この一軸正逆転仕様というのは、同じ軸上にある爪が正方向と逆方向に同時に回転するというもので、同じ方向にだけ回転する機種に比べると、硬くなった土でも耕しやすくなるというものです。尚、セルスタータについては、あると便利ではありますが、年間の使用頻度から考えると充電不足になって使えない可能性がありますので、従来通り手動方式にしています。

納品されたのは昨日の午後で、まだ実際に畑に持ち出していないため使い勝手などは評価することが出来ませんが、エンジンの始動性も良く静かですし、以前の機種と比べると多少大きくなった感じではあるものの、これから秋や冬の野菜作りに活躍してくれそうです。

続いては新たに購入した刈払機の紹介です。ミニ耕運機の時にも書いたとおり、それほど大きな畑ではありませんので、広範囲の草刈りが必要な状況にはなっていないのですが、近年では周辺にも耕作放棄地が増えており、自分の畑を綺麗にしていても、その隣にある畑に雑草が生い茂っているという状況が多くなってきました。

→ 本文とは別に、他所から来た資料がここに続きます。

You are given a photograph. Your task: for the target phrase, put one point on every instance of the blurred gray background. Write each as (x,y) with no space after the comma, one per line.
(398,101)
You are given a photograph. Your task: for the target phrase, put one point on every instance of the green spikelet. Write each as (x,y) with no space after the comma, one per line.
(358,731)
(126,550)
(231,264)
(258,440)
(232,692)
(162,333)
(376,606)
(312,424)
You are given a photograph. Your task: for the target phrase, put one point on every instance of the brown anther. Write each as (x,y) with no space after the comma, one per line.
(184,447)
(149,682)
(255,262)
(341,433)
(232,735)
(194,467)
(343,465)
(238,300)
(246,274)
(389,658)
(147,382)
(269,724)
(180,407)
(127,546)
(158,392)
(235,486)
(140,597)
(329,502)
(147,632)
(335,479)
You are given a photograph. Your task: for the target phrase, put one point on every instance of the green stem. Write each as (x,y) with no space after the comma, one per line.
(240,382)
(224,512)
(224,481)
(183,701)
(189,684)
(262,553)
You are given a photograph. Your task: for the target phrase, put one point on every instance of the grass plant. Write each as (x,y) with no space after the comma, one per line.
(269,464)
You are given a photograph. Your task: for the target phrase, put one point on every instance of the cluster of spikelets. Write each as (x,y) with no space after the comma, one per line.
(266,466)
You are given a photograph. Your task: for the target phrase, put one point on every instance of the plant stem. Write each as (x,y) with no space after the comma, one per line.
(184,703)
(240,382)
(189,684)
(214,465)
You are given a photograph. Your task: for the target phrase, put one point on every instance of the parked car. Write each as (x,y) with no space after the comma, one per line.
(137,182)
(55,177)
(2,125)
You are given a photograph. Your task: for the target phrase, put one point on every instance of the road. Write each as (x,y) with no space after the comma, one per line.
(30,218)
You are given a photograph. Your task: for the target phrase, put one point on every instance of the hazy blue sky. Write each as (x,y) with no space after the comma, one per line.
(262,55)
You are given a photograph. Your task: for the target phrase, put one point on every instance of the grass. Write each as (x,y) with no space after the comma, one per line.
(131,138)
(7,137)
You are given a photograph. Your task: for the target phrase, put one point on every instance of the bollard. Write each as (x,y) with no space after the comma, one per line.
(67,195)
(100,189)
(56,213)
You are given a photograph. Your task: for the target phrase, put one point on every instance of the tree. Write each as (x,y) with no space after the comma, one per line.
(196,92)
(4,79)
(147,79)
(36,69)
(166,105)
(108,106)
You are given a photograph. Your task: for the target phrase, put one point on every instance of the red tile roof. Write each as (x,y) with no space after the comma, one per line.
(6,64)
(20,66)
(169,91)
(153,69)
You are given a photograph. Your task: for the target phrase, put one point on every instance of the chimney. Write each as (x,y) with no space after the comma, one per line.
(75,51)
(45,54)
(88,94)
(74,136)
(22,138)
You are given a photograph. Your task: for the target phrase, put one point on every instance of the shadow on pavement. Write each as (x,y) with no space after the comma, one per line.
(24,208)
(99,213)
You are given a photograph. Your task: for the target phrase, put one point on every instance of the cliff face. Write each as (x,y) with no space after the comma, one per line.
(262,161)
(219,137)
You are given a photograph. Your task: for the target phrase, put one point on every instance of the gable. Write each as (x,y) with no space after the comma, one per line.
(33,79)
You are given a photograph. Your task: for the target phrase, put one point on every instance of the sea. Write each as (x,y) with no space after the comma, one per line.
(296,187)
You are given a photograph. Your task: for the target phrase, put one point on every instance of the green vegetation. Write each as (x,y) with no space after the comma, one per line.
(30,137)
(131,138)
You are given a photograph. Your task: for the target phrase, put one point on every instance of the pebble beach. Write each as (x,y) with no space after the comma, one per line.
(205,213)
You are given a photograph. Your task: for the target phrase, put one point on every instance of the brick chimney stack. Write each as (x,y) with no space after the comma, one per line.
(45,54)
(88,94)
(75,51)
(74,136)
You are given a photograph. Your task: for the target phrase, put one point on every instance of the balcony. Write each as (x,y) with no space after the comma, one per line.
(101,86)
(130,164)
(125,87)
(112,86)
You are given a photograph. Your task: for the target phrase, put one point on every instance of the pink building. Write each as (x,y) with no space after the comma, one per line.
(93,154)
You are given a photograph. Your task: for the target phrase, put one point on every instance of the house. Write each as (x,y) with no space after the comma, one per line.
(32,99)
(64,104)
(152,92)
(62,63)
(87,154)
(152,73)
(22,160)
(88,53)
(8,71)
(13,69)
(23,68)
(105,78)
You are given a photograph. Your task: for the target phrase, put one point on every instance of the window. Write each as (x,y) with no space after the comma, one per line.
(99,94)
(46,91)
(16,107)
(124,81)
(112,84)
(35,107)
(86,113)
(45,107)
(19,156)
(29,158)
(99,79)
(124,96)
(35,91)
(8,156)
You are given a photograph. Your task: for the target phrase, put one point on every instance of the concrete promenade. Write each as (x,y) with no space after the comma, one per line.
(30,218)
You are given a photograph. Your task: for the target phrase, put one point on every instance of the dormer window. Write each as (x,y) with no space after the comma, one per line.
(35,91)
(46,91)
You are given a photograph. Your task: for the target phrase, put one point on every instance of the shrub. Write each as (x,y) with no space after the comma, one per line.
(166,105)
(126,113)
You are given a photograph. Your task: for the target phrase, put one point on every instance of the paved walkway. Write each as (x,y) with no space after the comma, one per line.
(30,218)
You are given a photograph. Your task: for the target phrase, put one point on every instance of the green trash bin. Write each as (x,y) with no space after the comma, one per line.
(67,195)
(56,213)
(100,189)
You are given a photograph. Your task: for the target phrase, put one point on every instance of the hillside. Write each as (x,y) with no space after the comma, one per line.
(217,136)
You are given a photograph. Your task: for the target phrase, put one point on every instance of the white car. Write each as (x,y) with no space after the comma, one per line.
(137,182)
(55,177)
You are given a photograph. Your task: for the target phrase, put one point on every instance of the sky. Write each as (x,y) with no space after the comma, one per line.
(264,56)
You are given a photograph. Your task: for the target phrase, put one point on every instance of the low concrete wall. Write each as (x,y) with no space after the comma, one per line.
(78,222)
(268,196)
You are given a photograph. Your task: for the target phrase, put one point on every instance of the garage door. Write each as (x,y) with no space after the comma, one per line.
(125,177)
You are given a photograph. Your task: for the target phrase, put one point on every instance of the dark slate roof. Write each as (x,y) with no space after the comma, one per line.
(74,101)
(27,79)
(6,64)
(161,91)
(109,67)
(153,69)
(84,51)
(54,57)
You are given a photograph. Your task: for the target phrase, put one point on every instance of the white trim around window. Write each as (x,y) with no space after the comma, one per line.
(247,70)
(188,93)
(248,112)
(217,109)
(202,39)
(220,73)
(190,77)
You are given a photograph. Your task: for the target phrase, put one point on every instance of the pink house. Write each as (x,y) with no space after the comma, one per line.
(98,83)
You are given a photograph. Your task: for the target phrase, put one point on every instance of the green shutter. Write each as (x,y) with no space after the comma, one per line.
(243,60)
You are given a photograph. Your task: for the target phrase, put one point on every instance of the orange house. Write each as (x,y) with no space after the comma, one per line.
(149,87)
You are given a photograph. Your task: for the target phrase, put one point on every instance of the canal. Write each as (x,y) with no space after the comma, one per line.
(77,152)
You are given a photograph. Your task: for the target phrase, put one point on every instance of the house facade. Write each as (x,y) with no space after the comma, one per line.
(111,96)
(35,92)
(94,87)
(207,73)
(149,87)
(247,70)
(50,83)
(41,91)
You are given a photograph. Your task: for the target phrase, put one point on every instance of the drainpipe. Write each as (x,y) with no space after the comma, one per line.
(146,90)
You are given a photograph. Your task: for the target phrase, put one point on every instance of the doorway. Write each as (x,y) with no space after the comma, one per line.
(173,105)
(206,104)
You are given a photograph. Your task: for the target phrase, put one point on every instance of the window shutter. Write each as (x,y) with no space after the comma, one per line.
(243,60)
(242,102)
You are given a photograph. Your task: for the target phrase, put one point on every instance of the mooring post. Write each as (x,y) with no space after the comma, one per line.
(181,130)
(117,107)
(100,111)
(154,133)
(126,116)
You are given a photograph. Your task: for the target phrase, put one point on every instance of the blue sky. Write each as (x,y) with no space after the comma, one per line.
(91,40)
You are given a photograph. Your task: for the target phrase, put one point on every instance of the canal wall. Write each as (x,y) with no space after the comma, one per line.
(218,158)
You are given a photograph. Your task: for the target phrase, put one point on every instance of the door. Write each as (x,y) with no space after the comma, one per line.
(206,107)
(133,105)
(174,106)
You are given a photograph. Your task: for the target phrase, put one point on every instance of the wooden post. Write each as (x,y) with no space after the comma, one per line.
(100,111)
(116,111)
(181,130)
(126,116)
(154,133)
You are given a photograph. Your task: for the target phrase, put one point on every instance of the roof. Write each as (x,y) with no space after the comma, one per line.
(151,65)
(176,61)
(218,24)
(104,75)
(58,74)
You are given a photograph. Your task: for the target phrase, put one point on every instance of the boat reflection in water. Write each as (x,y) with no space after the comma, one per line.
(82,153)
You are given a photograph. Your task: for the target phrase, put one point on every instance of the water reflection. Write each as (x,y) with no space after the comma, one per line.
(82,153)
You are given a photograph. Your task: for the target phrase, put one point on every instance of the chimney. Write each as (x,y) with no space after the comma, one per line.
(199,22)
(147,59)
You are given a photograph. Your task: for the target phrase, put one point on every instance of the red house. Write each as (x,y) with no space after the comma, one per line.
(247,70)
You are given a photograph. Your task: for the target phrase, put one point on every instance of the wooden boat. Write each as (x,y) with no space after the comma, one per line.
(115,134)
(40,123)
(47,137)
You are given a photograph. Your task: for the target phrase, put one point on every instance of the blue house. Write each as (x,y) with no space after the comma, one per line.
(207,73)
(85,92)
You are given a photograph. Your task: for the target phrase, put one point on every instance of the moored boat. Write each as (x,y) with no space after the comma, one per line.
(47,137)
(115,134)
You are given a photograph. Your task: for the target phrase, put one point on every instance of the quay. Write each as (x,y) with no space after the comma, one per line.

お隣さんの畑のために自分で刈払機を購入することには躊躇いがあり、これまでは我慢をしながら過ごしてきたのですが、雑草の背丈も年々大きくなってきており、自分で何とかするしかないような状況になってきましたので、ミニ耕運機の買い替えに合わせて販売店さんにお薦め頂いた機種を購入することにしました。

岡山農栄社というメーカーがIRINO(イリノ)というブランドで販売している製品で、軽量タイプのISX261Eというモデルです。排気量は25.4ccで、重量は4.4キロになります。尚、草を刈る範囲はあくまでこちらに影響がある限られた場所だけで、所有者に無断で広範囲の草刈り作業を行う訳ではありません。

刈払機の購入は初めてのことでどの機種を購入して良いのか分からず、近隣のホームセンターでも購入することが出来たのですが、ホームセンター向けの安価な製品の場合、修理対応が難しいこともあるとのことでしたので、今回は販売店さんのお薦めに素直に従うことにしました。価格は定価で48,400円(税込み)ですのでそれほど高価な製品ではありません。

こちらもまだエンジンを掛けてみただけの状況で、実際に使ってみた訳ではありませんが、自治会の清掃活動などで使ったことのある刈払機に比べると腕や肩への負担感が少ない感じです。

今の段階では周辺の畑の草刈りが目的ではありますが、自分の畑もいつ耕作放棄地になるか分かりませんので、その時は草刈りだけでも頑張って迷惑を掛けないようにしたいと思います。